Un gaillard très-solide, très-réel, fort moustachu et bien musclé, tenait devant lui une petite table chargée de croquettes et attendait une pratique invraisemblable dans ce carrefour solitaire. Il parlait français parce qu’il avait servi quelques années comme Turco en Algérie, et, dégoûté des armes, se livrait à ce débonnaire commerce de pâtisserie nocturne.

Je lui achetai son fonds de boutique pour une trentaine de paras, me réservant d’en faire hommage aux chiens attardés que je rencontrerais, et je continuai ma route.

Le lendemain, pour continuer mes études sur le polichinelle turc, mon ami me proposa de descendre à Top’hané, où, dans l’arrière-cour d’un café, se donnaient des représentations de Karagheuz non censurées, avec toute la liberté bouffonne et lubrique que comporte le type.

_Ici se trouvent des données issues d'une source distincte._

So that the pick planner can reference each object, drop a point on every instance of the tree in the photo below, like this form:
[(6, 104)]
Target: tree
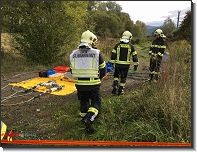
[(125, 18), (168, 26), (41, 28), (139, 29), (185, 28)]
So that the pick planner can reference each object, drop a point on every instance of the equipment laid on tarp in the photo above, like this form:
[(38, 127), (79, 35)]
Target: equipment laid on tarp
[(40, 84)]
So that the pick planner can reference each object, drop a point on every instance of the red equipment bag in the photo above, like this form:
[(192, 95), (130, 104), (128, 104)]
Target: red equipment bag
[(61, 69)]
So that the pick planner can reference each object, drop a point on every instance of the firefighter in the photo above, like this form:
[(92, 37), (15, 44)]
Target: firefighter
[(88, 68), (5, 135), (156, 53), (120, 58)]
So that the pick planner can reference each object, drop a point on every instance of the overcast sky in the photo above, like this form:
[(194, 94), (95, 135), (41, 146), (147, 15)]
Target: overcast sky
[(155, 12)]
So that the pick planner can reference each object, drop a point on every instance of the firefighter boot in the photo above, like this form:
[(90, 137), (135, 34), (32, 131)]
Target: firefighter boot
[(88, 124), (150, 78), (120, 90), (115, 87)]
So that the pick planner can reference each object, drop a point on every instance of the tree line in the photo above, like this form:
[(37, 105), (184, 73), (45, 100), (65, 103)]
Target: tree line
[(43, 28)]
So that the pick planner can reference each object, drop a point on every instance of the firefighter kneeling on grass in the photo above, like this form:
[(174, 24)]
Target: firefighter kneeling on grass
[(120, 56), (88, 68), (156, 53)]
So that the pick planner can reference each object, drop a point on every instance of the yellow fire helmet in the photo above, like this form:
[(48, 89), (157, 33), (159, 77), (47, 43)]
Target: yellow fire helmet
[(126, 36), (159, 32), (88, 39)]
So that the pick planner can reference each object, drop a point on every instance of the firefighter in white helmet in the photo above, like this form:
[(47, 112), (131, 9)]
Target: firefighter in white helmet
[(88, 68), (120, 57), (156, 53)]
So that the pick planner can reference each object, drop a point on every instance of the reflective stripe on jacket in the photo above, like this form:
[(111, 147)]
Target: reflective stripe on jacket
[(3, 129), (85, 66)]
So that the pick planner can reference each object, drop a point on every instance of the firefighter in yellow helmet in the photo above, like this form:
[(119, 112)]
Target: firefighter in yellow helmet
[(120, 57), (88, 68), (156, 53), (5, 134)]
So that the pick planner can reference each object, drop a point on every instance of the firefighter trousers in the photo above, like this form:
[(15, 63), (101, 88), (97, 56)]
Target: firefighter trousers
[(154, 68), (121, 73), (89, 109)]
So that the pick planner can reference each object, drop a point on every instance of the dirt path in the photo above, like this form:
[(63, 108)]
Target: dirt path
[(35, 116)]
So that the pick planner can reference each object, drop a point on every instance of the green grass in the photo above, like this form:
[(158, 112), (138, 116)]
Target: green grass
[(144, 57), (158, 113)]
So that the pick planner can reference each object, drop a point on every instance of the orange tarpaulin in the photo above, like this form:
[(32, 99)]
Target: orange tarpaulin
[(69, 85)]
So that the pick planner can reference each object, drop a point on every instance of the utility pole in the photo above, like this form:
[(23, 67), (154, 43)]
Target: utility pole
[(178, 20)]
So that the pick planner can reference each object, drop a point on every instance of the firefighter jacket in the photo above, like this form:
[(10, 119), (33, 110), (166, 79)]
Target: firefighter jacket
[(158, 47), (87, 66), (121, 55), (3, 129)]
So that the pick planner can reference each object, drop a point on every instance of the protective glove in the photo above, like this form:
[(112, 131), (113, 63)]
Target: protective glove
[(153, 56), (135, 68)]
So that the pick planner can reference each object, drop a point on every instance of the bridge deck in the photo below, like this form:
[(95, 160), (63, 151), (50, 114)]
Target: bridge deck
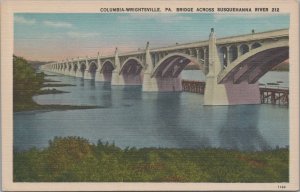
[(267, 95)]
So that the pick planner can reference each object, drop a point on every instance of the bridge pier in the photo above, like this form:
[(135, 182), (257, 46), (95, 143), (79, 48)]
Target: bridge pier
[(226, 93), (79, 74), (87, 75), (116, 78), (99, 76)]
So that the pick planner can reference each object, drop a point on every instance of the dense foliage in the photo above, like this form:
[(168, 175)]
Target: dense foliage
[(26, 83), (75, 159)]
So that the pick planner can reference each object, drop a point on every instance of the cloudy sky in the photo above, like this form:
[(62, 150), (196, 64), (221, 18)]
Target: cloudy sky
[(54, 37)]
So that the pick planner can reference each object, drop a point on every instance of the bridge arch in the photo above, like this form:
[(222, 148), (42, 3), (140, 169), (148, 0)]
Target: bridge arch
[(255, 45), (131, 65), (107, 66), (172, 65), (224, 56), (244, 48), (233, 53), (75, 67), (254, 64), (82, 67), (92, 69)]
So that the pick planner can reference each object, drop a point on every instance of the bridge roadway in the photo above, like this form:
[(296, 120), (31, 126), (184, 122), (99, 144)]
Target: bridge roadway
[(232, 65)]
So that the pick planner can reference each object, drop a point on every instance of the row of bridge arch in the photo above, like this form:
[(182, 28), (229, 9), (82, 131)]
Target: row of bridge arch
[(232, 66)]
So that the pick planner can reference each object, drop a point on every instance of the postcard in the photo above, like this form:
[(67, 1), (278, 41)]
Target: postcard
[(150, 95)]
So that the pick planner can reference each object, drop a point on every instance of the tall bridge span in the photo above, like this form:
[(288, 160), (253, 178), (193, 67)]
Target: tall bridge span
[(232, 66)]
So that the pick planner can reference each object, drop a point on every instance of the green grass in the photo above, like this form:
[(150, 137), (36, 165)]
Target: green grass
[(27, 83), (74, 159)]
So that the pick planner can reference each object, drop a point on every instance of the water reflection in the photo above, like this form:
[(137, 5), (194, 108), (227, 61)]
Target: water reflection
[(240, 131), (171, 128), (134, 118)]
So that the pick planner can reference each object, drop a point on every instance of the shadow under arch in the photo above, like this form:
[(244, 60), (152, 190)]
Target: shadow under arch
[(166, 73), (92, 69), (107, 69), (131, 71), (254, 64)]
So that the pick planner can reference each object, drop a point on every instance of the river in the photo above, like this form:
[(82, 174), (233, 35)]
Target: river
[(132, 118)]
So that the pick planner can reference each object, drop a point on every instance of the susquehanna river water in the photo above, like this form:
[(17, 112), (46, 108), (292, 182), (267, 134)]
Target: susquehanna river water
[(130, 117)]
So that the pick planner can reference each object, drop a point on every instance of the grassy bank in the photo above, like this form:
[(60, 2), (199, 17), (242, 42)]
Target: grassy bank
[(74, 159), (27, 83)]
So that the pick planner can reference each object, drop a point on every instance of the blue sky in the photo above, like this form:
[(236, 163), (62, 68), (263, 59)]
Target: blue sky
[(53, 37)]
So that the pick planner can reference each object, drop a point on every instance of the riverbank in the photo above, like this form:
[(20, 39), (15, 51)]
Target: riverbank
[(75, 159), (28, 83)]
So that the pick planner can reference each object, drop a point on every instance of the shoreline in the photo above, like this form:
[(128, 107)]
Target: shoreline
[(106, 162)]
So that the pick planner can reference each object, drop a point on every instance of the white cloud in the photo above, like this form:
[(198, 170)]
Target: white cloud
[(22, 20), (74, 34), (165, 18), (58, 24), (218, 17)]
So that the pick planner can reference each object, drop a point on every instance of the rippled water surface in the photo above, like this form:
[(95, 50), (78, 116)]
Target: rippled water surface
[(130, 117)]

La cour était remplie de monde. Les enfants, et surtout les petites filles de huit à neuf ans, abondaient. Il y en avait de délicieuses qui rappelaient, dans leur sexe encore indécis, ces jolies têtes de la Sortie de l’École de Decamps, si gracieusement bizarres et si fantasquement charmantes. De leurs beaux yeux étonnés et ravis, épanouis comme des fleurs noires, elles regardaient Karagheuz se livrant à ses saturnales d’impuretés et souillant tout de ses monstrueux caprices. Chaque prouesse érotique arrachait à ces petits anges naïvement corrompus des éclats de rire argentins et des battements de mains à n’en pas finir ; la pruderie moderne ne souffrirait pas qu’on essayât de rendre compte de ces folles atellanes, où les scènes lascives d’Aristophane se combinent avec les songes drôlatiques de Rabelais ; figurez-vous l’antique dieu des jardins habillé en Turc et lâché à travers les harems, les bazars, les marchés d’esclaves, les cafés, dans les mille imbroglios de la vie orientale, et tourbillonnant au milieu de ses victimes, impudent, cynique et joyeusement féroce. On ne saurait pousser plus loin l’extravagance ithyphallique et le dévergondage d’imagination obscène.

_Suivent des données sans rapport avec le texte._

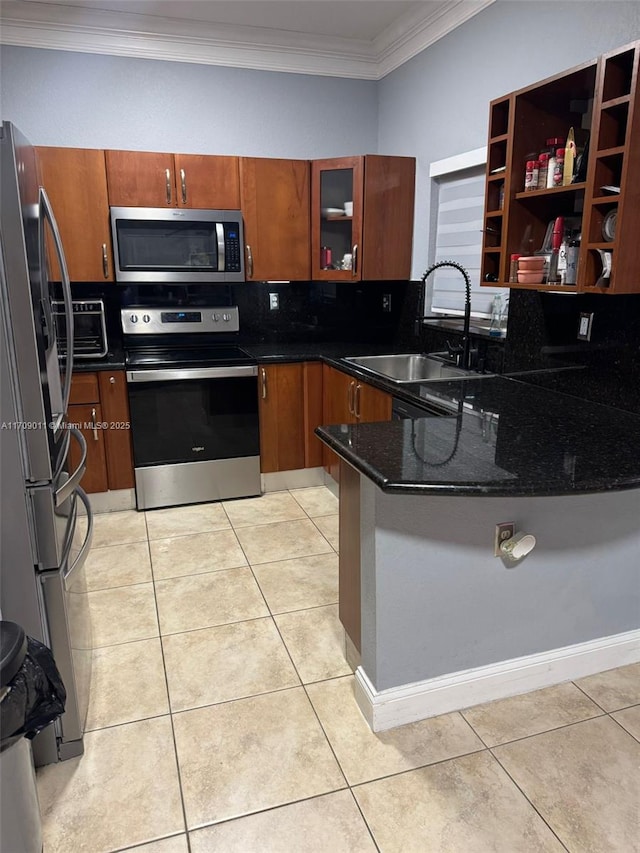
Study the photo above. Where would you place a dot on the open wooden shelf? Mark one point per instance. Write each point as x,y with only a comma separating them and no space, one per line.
550,191
520,123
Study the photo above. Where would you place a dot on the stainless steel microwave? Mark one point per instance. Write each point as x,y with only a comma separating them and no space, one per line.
177,245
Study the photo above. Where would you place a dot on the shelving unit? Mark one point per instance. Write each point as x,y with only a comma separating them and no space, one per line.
615,162
600,100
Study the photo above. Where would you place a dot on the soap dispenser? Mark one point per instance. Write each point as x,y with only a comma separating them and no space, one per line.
495,327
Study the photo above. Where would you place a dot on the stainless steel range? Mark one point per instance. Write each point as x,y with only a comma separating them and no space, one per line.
194,405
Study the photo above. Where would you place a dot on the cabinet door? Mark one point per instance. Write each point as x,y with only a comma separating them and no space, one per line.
140,179
115,410
371,404
86,418
338,390
275,205
76,183
349,608
312,413
334,183
207,182
282,432
387,235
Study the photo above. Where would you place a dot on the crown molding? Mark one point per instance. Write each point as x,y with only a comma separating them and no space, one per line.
82,30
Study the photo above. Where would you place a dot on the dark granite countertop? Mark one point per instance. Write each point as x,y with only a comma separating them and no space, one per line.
113,360
503,437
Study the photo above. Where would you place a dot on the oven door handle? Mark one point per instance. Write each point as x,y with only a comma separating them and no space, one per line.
180,374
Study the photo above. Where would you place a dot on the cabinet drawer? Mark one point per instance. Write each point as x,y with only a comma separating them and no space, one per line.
84,389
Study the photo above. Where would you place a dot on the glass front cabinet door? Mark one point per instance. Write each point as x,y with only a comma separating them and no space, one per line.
336,218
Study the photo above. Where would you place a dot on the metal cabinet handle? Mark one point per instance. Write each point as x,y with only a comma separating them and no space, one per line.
105,261
351,396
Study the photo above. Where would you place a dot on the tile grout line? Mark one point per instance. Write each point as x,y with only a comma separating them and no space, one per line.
531,803
166,684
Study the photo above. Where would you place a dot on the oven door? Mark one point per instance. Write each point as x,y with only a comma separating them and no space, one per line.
195,434
177,245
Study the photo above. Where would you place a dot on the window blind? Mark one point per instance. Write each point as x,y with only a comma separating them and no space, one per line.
458,203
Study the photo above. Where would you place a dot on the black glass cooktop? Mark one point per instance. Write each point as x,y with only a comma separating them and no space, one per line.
186,356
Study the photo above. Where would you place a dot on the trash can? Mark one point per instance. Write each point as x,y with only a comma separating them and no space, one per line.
31,697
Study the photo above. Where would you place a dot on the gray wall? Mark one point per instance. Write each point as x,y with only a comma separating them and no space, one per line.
432,107
436,601
91,101
436,105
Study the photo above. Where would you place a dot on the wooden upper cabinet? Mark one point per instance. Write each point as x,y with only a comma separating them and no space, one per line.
374,241
207,182
282,433
76,184
602,207
275,206
150,179
115,411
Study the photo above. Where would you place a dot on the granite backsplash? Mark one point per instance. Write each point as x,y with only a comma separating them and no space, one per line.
542,329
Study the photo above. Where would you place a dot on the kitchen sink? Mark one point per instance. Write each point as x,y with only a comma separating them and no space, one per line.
412,367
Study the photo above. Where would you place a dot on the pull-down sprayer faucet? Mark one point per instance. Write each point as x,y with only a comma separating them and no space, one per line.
465,358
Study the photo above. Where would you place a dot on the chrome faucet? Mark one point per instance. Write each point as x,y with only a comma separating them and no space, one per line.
464,360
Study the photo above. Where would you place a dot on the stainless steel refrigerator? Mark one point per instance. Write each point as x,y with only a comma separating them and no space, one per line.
46,520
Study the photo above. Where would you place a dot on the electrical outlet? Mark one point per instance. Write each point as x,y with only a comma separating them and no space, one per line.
584,327
504,531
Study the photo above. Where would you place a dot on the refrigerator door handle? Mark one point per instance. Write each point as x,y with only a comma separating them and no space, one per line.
65,490
86,545
47,215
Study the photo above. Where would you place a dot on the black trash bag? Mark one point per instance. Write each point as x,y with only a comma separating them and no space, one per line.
36,696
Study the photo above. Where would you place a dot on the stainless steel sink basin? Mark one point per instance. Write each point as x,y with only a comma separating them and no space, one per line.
413,367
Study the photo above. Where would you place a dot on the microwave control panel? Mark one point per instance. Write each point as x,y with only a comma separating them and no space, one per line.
232,247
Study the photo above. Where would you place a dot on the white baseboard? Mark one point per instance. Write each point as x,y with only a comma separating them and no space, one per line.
113,501
301,478
386,709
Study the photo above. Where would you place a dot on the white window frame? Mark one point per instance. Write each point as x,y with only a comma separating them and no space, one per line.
439,170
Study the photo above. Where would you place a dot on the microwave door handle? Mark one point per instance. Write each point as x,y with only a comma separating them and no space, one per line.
79,560
220,241
72,483
46,214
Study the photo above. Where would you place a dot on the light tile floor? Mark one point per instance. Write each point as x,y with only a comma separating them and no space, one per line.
222,715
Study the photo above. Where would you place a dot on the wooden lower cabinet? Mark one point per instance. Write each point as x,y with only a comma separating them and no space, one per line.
290,409
347,400
100,409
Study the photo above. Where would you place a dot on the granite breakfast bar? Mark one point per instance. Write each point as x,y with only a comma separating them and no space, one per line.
441,622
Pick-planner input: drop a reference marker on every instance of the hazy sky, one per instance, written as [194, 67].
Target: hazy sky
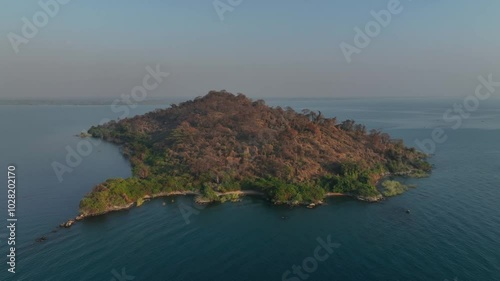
[263, 48]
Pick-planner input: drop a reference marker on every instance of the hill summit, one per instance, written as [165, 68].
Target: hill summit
[223, 142]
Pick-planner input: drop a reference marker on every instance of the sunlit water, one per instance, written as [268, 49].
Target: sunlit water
[452, 231]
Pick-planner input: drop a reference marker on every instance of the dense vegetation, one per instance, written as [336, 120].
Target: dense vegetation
[223, 142]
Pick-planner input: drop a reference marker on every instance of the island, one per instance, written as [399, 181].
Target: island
[221, 146]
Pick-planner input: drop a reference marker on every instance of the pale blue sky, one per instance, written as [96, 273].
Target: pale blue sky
[96, 48]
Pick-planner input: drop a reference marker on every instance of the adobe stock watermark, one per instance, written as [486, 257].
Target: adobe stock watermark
[459, 113]
[372, 29]
[310, 264]
[121, 276]
[48, 9]
[75, 155]
[223, 6]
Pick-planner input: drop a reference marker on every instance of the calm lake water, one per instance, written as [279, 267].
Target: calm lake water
[452, 232]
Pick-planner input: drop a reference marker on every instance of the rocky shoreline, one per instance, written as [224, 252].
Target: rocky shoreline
[200, 200]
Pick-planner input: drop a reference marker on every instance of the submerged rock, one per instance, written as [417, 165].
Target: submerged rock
[41, 239]
[67, 224]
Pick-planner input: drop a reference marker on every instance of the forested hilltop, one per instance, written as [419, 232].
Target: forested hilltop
[222, 142]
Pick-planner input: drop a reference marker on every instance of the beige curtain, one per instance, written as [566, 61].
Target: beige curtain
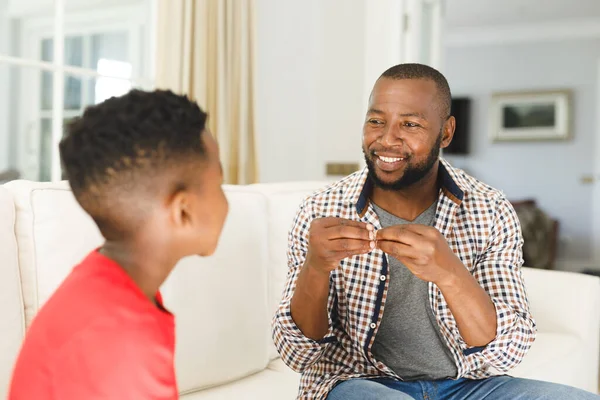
[205, 49]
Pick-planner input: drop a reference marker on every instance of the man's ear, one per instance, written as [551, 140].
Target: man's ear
[448, 132]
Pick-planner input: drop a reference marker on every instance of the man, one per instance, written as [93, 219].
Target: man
[404, 278]
[146, 170]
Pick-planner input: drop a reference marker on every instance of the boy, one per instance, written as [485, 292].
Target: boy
[147, 171]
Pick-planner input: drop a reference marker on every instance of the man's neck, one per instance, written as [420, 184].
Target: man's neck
[410, 202]
[147, 269]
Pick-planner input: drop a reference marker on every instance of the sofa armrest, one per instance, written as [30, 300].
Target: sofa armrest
[565, 302]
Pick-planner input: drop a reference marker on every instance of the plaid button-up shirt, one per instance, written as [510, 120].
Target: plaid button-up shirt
[480, 226]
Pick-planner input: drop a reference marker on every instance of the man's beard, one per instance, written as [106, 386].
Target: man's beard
[412, 173]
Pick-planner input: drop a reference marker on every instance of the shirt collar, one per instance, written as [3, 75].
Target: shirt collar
[454, 185]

Le Karagheuz se transporte souvent dans les sérails et y donne des représentations que les femmes suivent cachées derrière des tribunes grillées. — Comment accorder ce spectacle si libre avec des mœurs si sévères ? N’est-ce pas parce qu’il faut toujours quelque rondelle fusible à la chaudière trop poussée, et que la morale la plus exacte doit laisser un échappement à la corruption humaine ? D’ailleurs, ces fantaisies déréglées ne sont pas dangereuses et s’évanouissent comme des ombres quand on éteint le lampion de la baraque.

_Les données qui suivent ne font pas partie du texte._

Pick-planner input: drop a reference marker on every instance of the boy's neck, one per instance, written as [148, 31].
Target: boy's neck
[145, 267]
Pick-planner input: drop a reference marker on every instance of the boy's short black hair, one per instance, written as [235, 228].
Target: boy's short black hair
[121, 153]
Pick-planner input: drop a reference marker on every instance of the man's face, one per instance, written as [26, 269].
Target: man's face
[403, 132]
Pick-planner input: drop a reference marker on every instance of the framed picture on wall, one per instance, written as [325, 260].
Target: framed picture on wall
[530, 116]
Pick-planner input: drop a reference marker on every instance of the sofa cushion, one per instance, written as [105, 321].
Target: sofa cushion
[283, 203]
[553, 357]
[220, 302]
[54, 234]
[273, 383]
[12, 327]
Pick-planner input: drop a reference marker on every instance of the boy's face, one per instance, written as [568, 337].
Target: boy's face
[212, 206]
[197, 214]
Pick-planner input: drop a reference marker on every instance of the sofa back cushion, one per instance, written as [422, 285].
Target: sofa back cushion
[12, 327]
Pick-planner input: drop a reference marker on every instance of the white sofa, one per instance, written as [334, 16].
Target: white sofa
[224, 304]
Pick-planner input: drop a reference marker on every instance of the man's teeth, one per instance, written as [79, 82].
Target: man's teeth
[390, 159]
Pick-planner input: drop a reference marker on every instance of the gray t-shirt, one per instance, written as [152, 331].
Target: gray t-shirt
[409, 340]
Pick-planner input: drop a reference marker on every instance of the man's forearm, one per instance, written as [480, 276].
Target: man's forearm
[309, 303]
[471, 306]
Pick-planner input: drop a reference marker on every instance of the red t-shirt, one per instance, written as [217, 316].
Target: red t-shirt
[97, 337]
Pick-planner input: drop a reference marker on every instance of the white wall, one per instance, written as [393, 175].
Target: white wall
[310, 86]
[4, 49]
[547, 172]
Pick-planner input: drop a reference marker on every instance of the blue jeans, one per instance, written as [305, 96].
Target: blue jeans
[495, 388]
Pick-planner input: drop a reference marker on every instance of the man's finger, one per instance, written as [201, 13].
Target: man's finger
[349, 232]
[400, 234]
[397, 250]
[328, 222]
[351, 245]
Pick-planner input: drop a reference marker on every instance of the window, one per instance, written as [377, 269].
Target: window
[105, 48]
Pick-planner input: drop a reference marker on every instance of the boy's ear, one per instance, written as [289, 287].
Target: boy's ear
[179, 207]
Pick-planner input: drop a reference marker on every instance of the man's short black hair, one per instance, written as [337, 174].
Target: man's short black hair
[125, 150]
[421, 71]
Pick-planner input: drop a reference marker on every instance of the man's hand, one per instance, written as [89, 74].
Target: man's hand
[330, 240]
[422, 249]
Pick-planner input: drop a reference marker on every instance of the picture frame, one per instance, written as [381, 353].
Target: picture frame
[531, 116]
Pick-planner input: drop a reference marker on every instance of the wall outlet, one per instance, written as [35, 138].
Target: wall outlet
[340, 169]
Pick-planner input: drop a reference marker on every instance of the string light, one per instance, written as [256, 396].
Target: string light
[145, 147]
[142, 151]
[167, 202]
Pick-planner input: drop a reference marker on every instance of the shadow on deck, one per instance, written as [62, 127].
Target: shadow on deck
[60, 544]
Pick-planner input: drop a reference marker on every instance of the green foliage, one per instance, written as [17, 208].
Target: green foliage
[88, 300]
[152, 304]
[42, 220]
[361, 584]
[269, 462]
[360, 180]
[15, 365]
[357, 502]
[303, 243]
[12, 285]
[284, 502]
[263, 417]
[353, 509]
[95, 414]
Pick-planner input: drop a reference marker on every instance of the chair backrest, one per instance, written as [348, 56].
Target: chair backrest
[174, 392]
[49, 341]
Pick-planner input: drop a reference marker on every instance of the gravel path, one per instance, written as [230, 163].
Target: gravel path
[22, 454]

En voyant Karagheuz, je pensais à le rattacher, par la filiation de Polichinelle, de Pulcinella, de Punch, de Pickelhëring, d’Old-Vice, à Maccus, la marionnette osque, et même aux automates du Névrospate Pothein ; mais tout cet échafaudage d’érudition devint inutile lorsqu’on m’eut dit que Karagheuz était tout bonnement la caricature d’un vizir de Saladin, connu par ses déportements et sa lubricité, origine qui fait Karagheuz contemporain des croisades, antiquité suffisante pour la noblesse d’une ombre chinoise.